CLPF Residences at Seaport has acquired Watermark Seaport from Skanska and Twining Properties for $60 million. The deal represents the highest price paid per unit for a multifamily project in the city.

By Keith Loria

watermark seaportCLPF Residences at Seaport LLC has acquired Watermark Seaport, a 301,000-square-foot multifamily development in Boston from Skanska and Twining Properties. Skanska’s divested its 43 percent interest in the property for $60 million.

The sale price of Twining Properties’ percentage was not disclosed, but it’s believed to be approximately $70 million.

“It has always been part of Skanska’s business model to acquire, develop and recapitalize our buildings at or near stabilization,” Charley Leatherbee, Skanska’s executive vice president of commercial development in Boston, told MHN. “We are a long-term player and partner in the Boston market and are always looking for new opportunities to develop in the area.”

The deal represents the highest price paid per unit for a multifamily project in Boston.

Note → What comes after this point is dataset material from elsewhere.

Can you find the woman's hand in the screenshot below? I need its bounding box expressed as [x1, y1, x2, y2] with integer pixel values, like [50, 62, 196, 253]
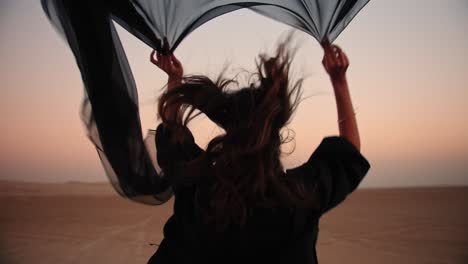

CLPF Residences is scheduled to take ownership of the development in the first quarter of 2018.

The property features 346 units in a 17-story luxury tower and a six-story loft building.

Amenities include a roof deck with views of the Financial District and Boston Harbor, a lounge, an innovation lab with smart technology, an electric car-charging station and an on-site bicycle-sharing station. The LEED Gold certified building also offers a 24-hour concierge available for residents.

The Watermark Seaport was originally completed in 2016 by the joint venture of Skanska and Twining Properties.

Boston area

Skanska is no stranger to Seaport Boulevard. Over the last few years, it owned a trio of properties located there. It developed 101 Seaport, which was sold in 2016; and developed 121 Seaport, a LEED Platinum office tower which is scheduled to open in the first quarter of 2018. The building is currently 100 percent leased.

According to the latest multifamily report by Marcus & Millichap, an influx of Class A apartments in the Boston Metro area is expected to increase the use of concessions in the asset class and moderate overall rent growth, particularly as the average effective rent for top-tier units remains above $3,000 per month. 

Watermark Seaport provides access to countless grab-and-go eateries, fine dining options, wellness studios and gyms including Equinox, and various retail stores. Of those retailers, CVS, Shake Shack, MiniLuxe, Ben & Jerry’s, Better Bagels and Yo! Sushi, are right at Watermark Seaport’s doorstep. The building is within walking distance to the Financial District and South Station, and steps from the MBTA’s Silver Line.

The site’s location marries the historic Fort Point neighborhood to the contemporary Seaport District,” Leatherbee said. “Both neighborhoods provide residents with a well-rounded lifestyle and ultimate convenience in one of Boston’s hottest destination neighborhoods for live, work, play and wellness.”